What else? Again, this is Sundance, so movies that sound promising can go sideways in a second. But ‘90s nostalgists will have deep feelings about Jane Schoenbrun’s “I Saw the TV Glow,” which focuses on a fictional “Buffy the Vampire Slayer”-type TV show (“The Pink Opaque”) that becomes a cult obsession. People in their late 30s, early 40s — the ones who get sloppy remembering their childhoods watching Brendan Fraser in “George of the Jungle” — are going to love it.
There’s also “Freaky Tales,” a multipart drama from Anna Boden and Ryan Fleck, the filmmaking duo behind “Sugar,” “Half Nelson” and, sure, “Captain Marvel.” Set in 1987 Oakland and encompassing four interconnected stories featuring skinheads and punks, rappers and an NBA all-star. It boasts a cast that includes Pedro Pascal, Ben Mendelsohn and the late, great Angus Cloud.

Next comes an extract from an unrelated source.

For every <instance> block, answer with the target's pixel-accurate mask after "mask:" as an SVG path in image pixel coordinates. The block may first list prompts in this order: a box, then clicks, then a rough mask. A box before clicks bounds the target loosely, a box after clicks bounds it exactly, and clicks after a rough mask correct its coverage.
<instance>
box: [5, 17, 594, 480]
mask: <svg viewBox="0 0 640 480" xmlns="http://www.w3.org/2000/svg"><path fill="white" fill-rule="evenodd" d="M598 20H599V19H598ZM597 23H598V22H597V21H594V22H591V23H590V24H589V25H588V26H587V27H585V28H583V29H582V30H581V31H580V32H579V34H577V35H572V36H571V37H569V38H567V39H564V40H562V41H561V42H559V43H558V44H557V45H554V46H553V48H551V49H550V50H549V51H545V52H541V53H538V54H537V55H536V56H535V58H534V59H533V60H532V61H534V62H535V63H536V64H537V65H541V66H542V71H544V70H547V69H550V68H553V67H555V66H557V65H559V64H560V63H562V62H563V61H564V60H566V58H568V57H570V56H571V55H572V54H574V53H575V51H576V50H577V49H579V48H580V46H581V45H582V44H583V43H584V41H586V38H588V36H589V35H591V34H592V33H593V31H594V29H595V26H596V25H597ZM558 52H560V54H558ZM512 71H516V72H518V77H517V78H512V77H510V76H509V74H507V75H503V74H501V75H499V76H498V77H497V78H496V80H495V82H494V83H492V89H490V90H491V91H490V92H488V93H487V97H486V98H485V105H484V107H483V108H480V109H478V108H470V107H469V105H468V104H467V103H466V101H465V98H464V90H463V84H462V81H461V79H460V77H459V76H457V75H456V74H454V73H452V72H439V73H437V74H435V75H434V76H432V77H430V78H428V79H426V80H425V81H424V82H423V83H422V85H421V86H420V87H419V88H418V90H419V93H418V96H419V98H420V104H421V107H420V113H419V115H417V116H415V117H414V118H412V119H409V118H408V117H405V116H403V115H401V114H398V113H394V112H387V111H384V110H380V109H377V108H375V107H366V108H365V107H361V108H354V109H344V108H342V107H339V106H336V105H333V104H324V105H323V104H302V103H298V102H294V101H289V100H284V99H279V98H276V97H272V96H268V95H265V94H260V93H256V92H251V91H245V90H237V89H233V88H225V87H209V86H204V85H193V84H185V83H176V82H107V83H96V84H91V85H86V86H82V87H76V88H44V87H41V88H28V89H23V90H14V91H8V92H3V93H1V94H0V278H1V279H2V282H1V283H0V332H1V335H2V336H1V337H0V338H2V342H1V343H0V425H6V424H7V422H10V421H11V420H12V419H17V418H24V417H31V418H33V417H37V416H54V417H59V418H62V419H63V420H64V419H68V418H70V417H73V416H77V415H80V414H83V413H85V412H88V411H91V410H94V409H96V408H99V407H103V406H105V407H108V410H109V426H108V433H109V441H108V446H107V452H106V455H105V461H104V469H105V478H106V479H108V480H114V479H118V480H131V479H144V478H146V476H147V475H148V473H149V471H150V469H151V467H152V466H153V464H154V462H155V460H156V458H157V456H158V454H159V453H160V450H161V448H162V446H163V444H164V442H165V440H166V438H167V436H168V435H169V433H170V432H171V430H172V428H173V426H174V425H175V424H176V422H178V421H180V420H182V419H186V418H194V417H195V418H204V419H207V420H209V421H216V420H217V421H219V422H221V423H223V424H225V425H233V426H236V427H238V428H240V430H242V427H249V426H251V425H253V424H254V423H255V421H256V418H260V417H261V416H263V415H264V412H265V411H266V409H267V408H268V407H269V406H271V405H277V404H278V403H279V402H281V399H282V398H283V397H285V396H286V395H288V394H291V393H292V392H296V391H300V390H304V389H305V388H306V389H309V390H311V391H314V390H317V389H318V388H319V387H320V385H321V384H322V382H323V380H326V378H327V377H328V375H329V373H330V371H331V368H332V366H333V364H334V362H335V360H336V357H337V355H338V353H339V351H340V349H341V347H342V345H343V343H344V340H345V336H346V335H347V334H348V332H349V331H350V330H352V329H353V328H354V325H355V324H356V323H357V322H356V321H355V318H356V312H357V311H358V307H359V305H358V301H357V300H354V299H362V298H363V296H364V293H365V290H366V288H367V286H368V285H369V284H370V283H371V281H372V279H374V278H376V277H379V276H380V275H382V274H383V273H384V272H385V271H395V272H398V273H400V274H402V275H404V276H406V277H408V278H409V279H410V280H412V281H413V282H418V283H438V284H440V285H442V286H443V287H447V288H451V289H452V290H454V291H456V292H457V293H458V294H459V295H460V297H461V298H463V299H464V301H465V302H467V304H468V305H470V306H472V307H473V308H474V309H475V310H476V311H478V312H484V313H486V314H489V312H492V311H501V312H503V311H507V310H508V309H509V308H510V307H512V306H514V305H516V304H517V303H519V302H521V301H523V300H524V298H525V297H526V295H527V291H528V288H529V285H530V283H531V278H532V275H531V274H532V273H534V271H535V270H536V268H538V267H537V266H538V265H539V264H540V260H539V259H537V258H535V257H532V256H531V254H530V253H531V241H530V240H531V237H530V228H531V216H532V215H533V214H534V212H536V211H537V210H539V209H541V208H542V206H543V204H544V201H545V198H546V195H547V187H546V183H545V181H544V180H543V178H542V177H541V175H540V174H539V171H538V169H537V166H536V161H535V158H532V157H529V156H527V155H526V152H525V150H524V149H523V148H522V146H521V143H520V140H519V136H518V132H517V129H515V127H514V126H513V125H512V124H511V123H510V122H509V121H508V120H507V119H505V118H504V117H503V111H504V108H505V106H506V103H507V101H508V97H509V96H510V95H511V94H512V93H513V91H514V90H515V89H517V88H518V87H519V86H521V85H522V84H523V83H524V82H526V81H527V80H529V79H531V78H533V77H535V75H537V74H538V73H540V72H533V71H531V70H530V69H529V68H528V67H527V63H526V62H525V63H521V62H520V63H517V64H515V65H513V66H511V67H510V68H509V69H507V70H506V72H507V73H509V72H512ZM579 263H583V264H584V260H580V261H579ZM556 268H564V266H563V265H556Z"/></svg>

And it wouldn’t — or shouldn’t — be Sundance without Kristen Stewart, who stars in a couple of titles this year and will receive the festival’s Visionary Award at an opening night gala. Stewart co-stars with Steven Yeun in “Love Me,” billed as a sci-fi love story between a satellite and a buoy. (“It’s hard to explain,” Stewart told Entertainment Weekly. I’m not going to argue.) And she’ll be in the A24 romantic thriller “Love Lies Bleeding,” playing a gym manager who falls for a female bodybuilder.
Finally, how about “Will & Harper,” a documentary about Will Ferrell learning that a close friend of 30 years is coming out as a trans woman. How to process this and move on to the next stage of their friendship? Road trip! Sounds like it might be the perfect movie to show your transphobic family members — you know, the ones who have watched “Elf” 83 times and forced you to sit through it again this Christmas.